Abbreviations: CI, confidence interval; IQR, interquartile range; OR, odds ratio; SD, standard deviation.

Unadjusted analyses for KS

Unadjusted analyses confirmed an increased risk of KS among patients with the known risk factors (Table 1). Unadjusted ORs were significantly increased for vitamin D, topiramate as medication history, hypertension, obesity, dyslipidemia, gout, regional enteritis, osteoporosis, hyperparathyroidism, hypercalcemia, acidosis, bariatric surgery, sarcoid as disease histories, and tobacco use as behavioral history.

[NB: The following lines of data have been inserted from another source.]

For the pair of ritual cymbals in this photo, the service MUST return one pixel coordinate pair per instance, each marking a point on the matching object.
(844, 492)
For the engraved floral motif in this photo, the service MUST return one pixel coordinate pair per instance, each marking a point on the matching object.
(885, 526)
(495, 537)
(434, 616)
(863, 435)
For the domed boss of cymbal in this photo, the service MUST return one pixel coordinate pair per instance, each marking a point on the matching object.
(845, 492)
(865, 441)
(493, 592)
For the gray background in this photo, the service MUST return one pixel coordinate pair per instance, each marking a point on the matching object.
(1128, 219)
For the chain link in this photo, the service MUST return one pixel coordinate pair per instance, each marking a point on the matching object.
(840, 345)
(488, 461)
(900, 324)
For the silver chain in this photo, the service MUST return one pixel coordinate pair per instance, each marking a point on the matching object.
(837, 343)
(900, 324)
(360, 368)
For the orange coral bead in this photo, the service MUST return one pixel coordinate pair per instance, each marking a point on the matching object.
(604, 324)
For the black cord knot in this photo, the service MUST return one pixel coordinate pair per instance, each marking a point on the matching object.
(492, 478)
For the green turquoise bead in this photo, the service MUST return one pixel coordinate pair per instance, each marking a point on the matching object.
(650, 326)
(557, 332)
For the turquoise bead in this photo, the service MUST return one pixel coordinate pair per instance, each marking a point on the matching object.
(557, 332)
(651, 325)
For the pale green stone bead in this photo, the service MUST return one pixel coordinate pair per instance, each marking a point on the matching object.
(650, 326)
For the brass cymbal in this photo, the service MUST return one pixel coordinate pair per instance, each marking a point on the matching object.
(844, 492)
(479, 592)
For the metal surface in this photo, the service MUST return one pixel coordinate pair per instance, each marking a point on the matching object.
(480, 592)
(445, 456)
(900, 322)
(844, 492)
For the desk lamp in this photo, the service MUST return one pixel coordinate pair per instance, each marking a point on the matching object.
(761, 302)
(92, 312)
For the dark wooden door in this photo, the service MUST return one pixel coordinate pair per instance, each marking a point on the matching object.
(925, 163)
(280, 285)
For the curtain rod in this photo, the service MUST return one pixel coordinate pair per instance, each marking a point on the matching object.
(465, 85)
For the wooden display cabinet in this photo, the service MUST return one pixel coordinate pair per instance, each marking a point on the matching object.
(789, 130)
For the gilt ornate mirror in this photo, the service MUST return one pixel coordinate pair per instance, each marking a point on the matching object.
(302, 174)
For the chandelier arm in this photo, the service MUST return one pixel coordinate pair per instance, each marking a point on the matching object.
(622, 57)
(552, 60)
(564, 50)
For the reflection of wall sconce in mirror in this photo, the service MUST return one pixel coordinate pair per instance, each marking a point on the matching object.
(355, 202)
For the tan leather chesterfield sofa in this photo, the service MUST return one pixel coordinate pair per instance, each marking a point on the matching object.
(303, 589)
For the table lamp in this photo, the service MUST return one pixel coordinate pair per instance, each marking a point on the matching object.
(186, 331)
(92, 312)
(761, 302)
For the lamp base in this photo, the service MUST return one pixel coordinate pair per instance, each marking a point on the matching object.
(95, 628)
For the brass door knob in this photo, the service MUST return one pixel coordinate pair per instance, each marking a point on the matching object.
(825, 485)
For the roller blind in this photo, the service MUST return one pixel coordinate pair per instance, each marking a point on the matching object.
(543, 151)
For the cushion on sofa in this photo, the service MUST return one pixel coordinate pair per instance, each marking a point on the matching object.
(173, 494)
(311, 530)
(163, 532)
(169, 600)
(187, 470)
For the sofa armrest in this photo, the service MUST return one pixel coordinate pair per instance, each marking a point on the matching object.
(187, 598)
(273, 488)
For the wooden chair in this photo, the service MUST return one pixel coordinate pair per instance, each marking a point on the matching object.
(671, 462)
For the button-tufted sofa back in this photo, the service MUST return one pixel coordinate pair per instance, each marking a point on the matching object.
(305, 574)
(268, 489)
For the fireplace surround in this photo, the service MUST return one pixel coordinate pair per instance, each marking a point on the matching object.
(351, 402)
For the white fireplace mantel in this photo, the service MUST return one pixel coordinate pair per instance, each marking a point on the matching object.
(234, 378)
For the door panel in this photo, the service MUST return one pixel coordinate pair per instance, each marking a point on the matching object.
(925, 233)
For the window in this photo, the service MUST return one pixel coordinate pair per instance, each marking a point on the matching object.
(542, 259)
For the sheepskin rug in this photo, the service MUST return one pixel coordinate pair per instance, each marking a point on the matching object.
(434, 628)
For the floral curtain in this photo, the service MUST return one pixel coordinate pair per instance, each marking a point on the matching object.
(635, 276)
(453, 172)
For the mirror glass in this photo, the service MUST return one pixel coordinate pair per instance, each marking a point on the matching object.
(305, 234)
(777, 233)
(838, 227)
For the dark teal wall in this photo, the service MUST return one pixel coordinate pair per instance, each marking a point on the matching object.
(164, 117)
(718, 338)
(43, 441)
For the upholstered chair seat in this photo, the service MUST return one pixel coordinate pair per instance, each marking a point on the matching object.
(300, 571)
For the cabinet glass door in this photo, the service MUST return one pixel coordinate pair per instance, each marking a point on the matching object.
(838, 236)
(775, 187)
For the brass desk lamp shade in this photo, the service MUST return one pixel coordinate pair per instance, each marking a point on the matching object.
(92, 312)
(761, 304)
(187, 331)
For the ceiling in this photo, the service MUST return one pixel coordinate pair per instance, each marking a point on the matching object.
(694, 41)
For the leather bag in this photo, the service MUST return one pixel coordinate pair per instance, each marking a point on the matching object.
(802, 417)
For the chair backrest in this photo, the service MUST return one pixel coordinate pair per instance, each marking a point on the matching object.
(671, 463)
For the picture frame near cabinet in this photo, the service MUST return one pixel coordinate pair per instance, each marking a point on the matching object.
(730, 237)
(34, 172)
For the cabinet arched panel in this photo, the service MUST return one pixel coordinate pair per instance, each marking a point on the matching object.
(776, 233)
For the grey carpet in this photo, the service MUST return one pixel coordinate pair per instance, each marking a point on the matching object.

Unexpectedly, the unadjusted OR was also significantly increased for thiazide use, which is generally recognized as a protective agent against KS. In terms of comorbidities related to hyponatremia, the unadjusted OR was significantly increased for both liver cirrhosis and heart failure. In addition, the risk of KS increased in all hyponatremia categories: prior hyponatremia OR 1.09 (95% CI, 1.01–1.17, P = 0.03); recent hyponatremia OR 2.22 (95% CI, 1.94–2.54, P < 0.001); persistent hyponatremia OR 7.00 (95% CI, 3.72–13.2, P < 0.001) (Table 1).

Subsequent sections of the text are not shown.